Following China’s prestige-dominated first wine age, the 2010s were characterised by a growing culture of wine as both an everyday drink and as a gift at the major festivals. With Covid curtailing socialising including family events, consumer relationships with wine may have changed for the long-term.

What has happened in the Chinese wine market in the past year? At first glance, indicators seem to be pointing in opposite directions.

The volume of wine consumed in 2020 was dramatically lower than in previous years, as China locked down to combat the Covid-19 virus, with social interactions curtailed and traditional gifting events, such as Chinese New Year, were in effect cancelled. Wine volumes were down almost 20% in China 2019-2020, with the volume of imported wine seeing a decrease of more than 30%, according to IWSR data.

And yet, the underlying recalled behaviour of imported (as well as domestic) wine drinkers in China – a population totaling over 50 million people – showed relatively little change in 2021 versus previous years, according to the consumer usage and attitude data collected by Wine Intelligence. Recalled consumption of wine in the on-premise fell, predictably, in 2020, but has bounced back in 2021.  

So, how can wine in China be showing a dramatic drop in the the volume of wine consumed, whilst at the same time, there is no recalled shift in how often consumers are drinking wine? This sudden and dramatic divergence in metrics that had previously aligned, and are based on rigorous and consistent methods, suggest that we are observing another watershed moment in consumer behaviour in the Chinese wine market, akin to the fall in prestige wine usage after 2013, and the rise of the Millennial-led ‘regular’ wine drinker from 2015 onwards.

In reality, China’s wine market has always in effect been two markets, with a small overlap. One is the regular, habitual wine consumer, whose buying pattern reflects a variety of in-home and out-of-home wine occasions. “This archetype is typically urban, educated, affluent and international in their outlook, and their behaviour has clear similarities with consumers in developed wine markets – wine drinking is at least a monthly, if not weekly occurrence,” remarks Richard Halstead, COO Wine Intelligence.

Out of the more than 50 million semi-annual imported wine drinkers, Wine Intelligence estimates that over 55% of this cohort drink imported wine at least once a month. This monthly drinking population accounts for approximately 6.5% of the urban population aged 18-54, and just 2.5% of all Chinese adults. To put this in context, China’s monthly wine drinkers are roughly equivalent in size to the monthly wine drinking population of the UK, or a third of the same population in the US.

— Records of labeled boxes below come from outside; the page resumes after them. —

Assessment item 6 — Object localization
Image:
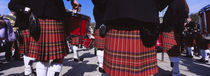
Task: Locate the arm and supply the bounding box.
[8,0,30,13]
[71,0,81,11]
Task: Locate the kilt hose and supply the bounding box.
[28,19,69,61]
[103,26,158,76]
[94,29,105,50]
[19,29,30,55]
[162,31,181,57]
[70,36,81,45]
[184,36,195,47]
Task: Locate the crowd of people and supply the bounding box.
[0,0,209,76]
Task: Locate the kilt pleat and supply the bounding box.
[162,32,177,52]
[94,29,105,50]
[184,36,195,47]
[28,19,68,61]
[18,30,30,55]
[162,31,181,57]
[71,36,81,45]
[104,29,158,76]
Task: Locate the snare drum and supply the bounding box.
[199,5,210,37]
[82,38,93,48]
[65,12,90,36]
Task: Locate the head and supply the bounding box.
[187,18,192,22]
[11,11,15,15]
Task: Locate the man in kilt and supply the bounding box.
[92,0,105,73]
[162,0,189,76]
[8,0,39,76]
[184,18,196,58]
[94,0,189,76]
[9,0,79,76]
[198,35,210,63]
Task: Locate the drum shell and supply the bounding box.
[65,13,90,36]
[199,5,210,35]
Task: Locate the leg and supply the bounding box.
[36,61,49,76]
[97,50,105,73]
[47,60,63,76]
[170,57,181,76]
[23,55,35,75]
[73,45,83,62]
[203,49,209,62]
[73,45,78,59]
[187,47,194,58]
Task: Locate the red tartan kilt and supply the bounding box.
[162,32,180,57]
[94,29,105,50]
[184,37,195,47]
[208,44,210,48]
[28,19,69,61]
[104,26,158,76]
[71,37,81,45]
[19,30,30,55]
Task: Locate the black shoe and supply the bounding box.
[184,55,193,58]
[188,55,193,58]
[74,58,84,62]
[198,58,209,63]
[98,67,105,73]
[14,57,23,61]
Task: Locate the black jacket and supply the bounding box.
[8,0,65,29]
[8,0,30,29]
[31,0,65,19]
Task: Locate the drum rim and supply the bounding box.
[199,4,210,14]
[66,12,90,21]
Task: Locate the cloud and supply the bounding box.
[0,0,9,14]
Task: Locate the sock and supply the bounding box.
[73,45,78,59]
[97,50,104,68]
[170,57,180,76]
[203,49,209,60]
[187,47,194,56]
[23,55,35,75]
[36,61,49,76]
[47,63,63,76]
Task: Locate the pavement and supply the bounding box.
[0,49,210,76]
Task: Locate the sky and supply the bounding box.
[0,0,210,22]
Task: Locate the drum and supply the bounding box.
[82,38,93,48]
[199,5,210,37]
[155,35,163,53]
[199,5,210,49]
[65,12,90,36]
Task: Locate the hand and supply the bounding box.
[71,0,81,11]
[0,19,6,26]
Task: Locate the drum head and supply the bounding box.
[65,12,90,36]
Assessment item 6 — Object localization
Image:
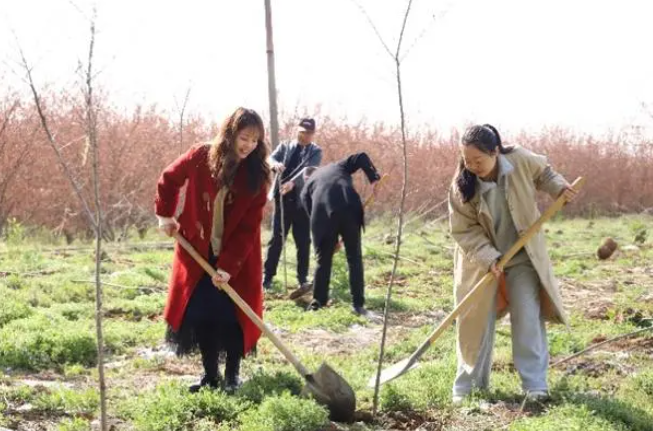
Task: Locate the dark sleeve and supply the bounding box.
[270,142,287,163]
[338,153,381,183]
[306,145,322,167]
[300,181,314,217]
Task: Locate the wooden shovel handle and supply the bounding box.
[173,232,310,377]
[409,177,585,356]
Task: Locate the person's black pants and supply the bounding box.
[313,212,365,307]
[263,197,311,284]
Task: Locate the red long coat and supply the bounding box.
[155,145,267,353]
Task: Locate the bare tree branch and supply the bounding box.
[394,0,413,59]
[86,6,108,431]
[372,0,413,415]
[351,0,395,58]
[14,34,97,233]
[175,85,192,154]
[401,10,447,63]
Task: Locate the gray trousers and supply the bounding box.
[453,262,549,396]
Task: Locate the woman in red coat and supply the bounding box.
[155,108,269,392]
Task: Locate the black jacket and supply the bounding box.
[301,153,381,244]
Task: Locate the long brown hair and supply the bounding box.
[454,124,514,202]
[208,107,270,193]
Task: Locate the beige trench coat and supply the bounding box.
[449,147,568,372]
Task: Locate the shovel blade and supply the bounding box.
[302,363,356,422]
[367,358,419,388]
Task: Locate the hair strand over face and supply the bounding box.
[208,108,270,193]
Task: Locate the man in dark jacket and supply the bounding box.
[301,153,381,315]
[263,118,322,290]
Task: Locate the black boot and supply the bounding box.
[188,374,222,394]
[224,354,241,394]
[190,328,222,393]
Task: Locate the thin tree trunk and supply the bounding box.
[372,0,413,416]
[265,0,279,149]
[86,10,107,431]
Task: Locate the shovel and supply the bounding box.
[173,232,356,422]
[368,177,585,388]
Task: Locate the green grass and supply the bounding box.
[0,217,653,431]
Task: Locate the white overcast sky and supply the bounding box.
[0,0,653,133]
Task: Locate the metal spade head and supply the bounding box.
[367,358,419,388]
[302,363,356,422]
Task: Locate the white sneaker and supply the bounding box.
[526,391,549,402]
[451,395,465,406]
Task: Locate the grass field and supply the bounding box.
[0,217,653,431]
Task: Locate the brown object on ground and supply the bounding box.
[596,238,619,260]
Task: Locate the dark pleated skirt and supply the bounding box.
[166,248,243,356]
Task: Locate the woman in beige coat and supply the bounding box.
[449,124,575,403]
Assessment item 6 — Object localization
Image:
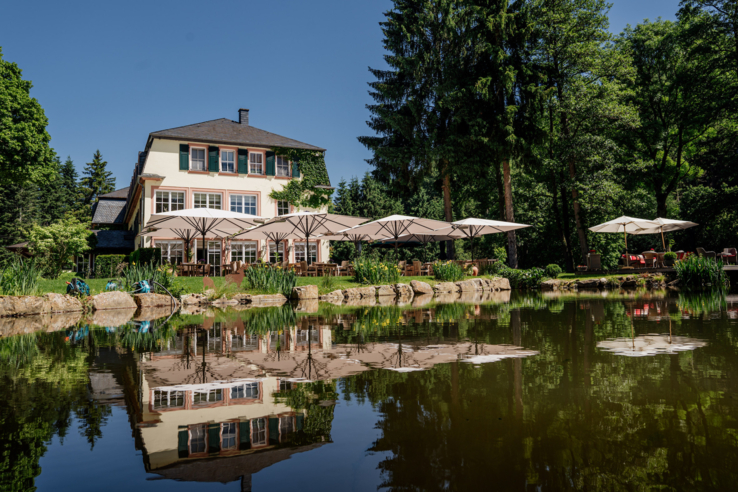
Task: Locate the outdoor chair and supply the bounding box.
[697,248,717,260]
[643,251,658,268]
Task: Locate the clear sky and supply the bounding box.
[0,0,679,188]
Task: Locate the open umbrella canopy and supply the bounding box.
[146,208,264,236]
[240,212,367,263]
[589,215,659,234]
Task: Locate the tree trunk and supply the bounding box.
[569,159,589,261]
[443,171,456,260]
[551,170,574,272]
[502,159,518,268]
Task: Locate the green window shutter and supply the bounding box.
[208,145,220,173]
[179,144,190,171]
[208,424,220,453]
[238,149,249,174]
[177,428,190,458]
[238,420,251,451]
[292,161,300,178]
[266,151,275,176]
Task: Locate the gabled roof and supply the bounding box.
[99,186,128,200]
[149,118,325,151]
[92,198,128,224]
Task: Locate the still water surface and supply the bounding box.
[0,293,738,491]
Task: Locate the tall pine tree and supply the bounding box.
[80,149,115,221]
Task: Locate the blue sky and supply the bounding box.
[0,0,679,188]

The second ‘market’ for wine in China is much larger – and whose behaviour and attitudes are far less easy to measure and much more susceptible to the winds of fashion, politics, and circumstance. This is the proportion of Chinese adults who buy wine as a gift, or for a particular social occasion, typically once or twice a year. These occasions tend to coincide with the major events of the Chinese calendar – Chinese New Year, Mid-Autumn Festival, and the increasingly popular Singles Day on 11 November, when single people are celebrated and bought gifts for, mainly online. The wine category experiences a huge surge in buying at these times from people who then don’t normally participate in the wine category for at least another year – or possibly never return to the category at all.

The major change in volume in 2020 appears to be coming from this vast cohort of occasional wine buyers. This makes sense when one considers the massive disruption to event-based socialising in China caused by the pandemic, and the equally large “bullwhip” effect of a very large population doing something slightly different for a period of time.

What does this mean for wine producers? Barring a major change in government policy towards alcohol, the wine market will remain at similar, lower volume levels compared with the peak of the market in the mid-2010s. With more knowledgeable and regular consumers driving volumes, there will be even less room for low quality products and blatant counterfeit wines, both of which are already on the decline thanks to the shift in wine purchasing to e-commerce, where negative reviews can kill reputations. More positively, there will be more room for less established styles, origins and regions, as regular consumers start to expand their repertoires, and particularly higher quality domestic wines that are starting to appear on shelves and on restaurant wine lists.